3. Pass criteria (all must hold; Adversary verifies independently)

  • E1. Self-check §1 passed (ci.commoninternet.net = 200, valid cert, on the rebuilt VM).
  • E2. Posting !testme produced a new Drone build (run # > baseline) via the bridge — not a manual Drone trigger.
  • E3. The deployed app answered an external request on its real <app>.ci.commoninternet.net URL (through the gateway) with the expected response + valid cert — captured with headers/body evidence.
  • E4. The Drone build's real test assertions ran and the build finished success (no skipped/softened tests).
  • E5. The app undeployed cleanly afterward (no residual stack).
  • E6. Result reported back + dashboard updated to the new successful run.

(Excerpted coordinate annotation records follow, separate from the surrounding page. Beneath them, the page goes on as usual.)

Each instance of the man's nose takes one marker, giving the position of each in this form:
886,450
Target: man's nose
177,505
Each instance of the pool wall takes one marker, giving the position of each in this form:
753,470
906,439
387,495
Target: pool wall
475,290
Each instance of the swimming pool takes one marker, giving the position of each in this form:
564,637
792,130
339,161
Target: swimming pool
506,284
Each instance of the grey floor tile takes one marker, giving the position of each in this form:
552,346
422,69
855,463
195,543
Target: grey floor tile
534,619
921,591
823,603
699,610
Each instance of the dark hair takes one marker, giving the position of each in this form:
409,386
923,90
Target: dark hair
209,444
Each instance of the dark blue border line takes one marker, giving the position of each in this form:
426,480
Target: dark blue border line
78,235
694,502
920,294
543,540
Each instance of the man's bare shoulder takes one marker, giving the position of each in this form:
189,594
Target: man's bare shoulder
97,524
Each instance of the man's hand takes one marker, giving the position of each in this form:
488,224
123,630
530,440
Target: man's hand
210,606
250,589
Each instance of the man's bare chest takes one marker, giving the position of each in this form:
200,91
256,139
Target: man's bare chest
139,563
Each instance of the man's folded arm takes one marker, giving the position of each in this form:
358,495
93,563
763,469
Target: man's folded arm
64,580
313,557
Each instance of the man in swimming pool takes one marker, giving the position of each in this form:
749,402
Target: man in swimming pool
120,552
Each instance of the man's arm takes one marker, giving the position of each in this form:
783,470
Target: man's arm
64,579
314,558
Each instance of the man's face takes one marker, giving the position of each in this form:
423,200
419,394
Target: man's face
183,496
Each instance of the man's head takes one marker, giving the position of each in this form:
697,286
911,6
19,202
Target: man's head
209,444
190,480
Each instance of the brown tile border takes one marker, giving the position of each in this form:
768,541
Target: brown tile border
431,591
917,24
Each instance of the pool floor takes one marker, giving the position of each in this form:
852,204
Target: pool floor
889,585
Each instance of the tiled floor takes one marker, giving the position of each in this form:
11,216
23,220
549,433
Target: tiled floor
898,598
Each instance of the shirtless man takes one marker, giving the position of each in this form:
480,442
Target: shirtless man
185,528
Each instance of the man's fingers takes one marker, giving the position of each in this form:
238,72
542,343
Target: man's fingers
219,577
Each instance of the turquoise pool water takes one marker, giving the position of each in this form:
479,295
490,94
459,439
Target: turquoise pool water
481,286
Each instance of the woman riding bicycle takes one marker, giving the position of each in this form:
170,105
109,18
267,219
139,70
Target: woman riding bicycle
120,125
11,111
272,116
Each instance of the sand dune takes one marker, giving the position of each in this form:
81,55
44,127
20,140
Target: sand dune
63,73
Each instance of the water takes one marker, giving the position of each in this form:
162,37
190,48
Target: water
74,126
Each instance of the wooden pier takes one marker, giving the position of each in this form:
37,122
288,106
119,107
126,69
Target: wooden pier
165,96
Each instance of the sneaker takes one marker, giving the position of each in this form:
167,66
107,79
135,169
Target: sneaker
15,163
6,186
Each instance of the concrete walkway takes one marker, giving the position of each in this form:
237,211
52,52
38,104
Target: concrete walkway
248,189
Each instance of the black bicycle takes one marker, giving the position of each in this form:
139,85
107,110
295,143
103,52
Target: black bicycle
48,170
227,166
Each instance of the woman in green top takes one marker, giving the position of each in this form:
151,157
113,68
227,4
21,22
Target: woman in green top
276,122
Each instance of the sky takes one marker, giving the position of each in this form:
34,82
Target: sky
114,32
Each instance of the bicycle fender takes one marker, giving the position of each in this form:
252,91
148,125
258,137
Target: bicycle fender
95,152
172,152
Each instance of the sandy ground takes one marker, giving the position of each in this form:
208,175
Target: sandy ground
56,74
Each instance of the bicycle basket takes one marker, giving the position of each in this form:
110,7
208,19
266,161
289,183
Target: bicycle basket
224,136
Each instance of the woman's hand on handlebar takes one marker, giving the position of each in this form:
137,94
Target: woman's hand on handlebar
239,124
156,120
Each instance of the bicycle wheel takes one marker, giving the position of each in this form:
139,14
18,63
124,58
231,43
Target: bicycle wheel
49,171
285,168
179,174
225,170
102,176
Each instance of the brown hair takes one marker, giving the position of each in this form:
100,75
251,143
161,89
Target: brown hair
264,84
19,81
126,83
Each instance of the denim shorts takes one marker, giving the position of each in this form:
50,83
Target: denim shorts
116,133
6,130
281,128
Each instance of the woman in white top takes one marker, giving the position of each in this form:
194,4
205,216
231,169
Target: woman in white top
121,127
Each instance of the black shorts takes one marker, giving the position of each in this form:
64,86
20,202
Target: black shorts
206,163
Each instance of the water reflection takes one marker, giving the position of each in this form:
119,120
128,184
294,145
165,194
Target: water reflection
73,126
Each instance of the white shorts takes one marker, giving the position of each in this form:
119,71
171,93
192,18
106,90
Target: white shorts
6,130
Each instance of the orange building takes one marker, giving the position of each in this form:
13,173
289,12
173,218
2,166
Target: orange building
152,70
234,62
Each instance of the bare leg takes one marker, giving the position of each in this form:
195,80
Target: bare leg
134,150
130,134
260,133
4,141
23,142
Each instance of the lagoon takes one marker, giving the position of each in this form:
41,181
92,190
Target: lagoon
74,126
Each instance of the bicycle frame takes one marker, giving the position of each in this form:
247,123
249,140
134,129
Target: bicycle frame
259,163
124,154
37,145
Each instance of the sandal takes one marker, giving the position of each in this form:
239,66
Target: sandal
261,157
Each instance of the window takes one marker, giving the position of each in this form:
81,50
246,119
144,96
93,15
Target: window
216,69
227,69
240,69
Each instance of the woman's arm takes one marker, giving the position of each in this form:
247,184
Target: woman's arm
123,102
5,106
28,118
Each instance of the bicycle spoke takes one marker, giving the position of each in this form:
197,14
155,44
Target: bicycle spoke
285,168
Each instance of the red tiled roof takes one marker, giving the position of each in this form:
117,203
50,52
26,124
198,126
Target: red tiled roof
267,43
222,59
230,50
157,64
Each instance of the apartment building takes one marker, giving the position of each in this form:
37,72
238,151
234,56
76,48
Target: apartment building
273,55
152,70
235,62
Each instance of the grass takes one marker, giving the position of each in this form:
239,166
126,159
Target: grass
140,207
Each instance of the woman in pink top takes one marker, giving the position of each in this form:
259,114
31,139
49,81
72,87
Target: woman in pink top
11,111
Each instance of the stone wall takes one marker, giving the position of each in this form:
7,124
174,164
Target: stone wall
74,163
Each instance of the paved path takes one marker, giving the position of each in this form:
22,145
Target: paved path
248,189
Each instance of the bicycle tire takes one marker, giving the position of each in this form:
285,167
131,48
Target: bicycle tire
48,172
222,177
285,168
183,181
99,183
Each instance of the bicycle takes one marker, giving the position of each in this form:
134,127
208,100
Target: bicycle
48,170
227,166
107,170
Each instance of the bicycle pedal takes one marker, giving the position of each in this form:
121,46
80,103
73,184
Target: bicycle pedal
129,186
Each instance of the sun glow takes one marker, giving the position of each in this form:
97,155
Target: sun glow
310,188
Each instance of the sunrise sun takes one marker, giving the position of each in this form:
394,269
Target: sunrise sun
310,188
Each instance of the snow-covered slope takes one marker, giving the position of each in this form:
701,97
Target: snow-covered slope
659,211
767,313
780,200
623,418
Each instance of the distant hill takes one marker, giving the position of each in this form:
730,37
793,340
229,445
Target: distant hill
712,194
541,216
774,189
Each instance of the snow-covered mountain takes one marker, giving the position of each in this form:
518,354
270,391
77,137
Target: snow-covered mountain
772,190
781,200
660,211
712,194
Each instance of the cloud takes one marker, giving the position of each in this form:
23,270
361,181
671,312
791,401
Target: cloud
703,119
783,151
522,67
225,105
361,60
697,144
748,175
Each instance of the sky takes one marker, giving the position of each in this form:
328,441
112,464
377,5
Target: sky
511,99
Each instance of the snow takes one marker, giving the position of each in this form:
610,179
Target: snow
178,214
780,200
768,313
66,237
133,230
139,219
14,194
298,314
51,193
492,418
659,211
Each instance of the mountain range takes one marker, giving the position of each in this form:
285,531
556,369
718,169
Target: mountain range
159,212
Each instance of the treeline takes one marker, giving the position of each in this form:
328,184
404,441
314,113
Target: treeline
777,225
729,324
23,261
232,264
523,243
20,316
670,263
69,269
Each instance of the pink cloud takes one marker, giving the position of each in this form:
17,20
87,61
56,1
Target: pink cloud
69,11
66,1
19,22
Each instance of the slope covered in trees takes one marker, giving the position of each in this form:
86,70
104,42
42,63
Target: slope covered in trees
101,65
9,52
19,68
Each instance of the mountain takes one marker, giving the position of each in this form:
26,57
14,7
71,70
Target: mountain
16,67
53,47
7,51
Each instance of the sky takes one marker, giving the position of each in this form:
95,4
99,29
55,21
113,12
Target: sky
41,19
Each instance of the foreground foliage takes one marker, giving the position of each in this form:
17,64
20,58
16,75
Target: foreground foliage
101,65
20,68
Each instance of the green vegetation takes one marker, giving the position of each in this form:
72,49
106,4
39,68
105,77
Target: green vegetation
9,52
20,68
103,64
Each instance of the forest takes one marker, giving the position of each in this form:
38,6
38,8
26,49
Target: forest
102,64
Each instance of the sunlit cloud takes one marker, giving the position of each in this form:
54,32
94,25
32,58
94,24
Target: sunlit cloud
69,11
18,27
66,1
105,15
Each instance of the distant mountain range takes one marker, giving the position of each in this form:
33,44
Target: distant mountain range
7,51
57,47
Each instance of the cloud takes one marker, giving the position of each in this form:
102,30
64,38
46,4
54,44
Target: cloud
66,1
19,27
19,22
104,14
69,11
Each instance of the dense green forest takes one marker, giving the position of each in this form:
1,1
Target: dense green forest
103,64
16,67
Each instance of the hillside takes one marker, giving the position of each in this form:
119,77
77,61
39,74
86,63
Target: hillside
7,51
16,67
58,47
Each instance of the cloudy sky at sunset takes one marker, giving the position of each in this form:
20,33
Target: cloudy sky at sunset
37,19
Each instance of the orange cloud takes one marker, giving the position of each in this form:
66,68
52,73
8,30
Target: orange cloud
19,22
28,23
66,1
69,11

Evidence (run #, the external curl headers/body, dashboard before/after, undeploy proof) is logged in JOURNAL-1c.md, and the verdict in REVIEW-1c.md / STATUS-1c.md as E2E-TESTME — PASS.

4. If it fails

Treat as a clean-room finding, not a config patch: a failure here means the from-git rebuild is missing something the running server had out-of-band (a secret, a manual step, drift). Capture the failing stage + logs in JOURNAL-1c.md, raise it as a blocker, and fix it in the git source (base or cc-ci-secrets) so the next rebuild includes it — do not hand-fix the live VM. Re-run this test after the fix.

5. Bound

One recipe, one green run. This is a functional smoke test of the rebuilt VM, not a full recipe-test campaign (that's Phase 2). Don't expand scope here.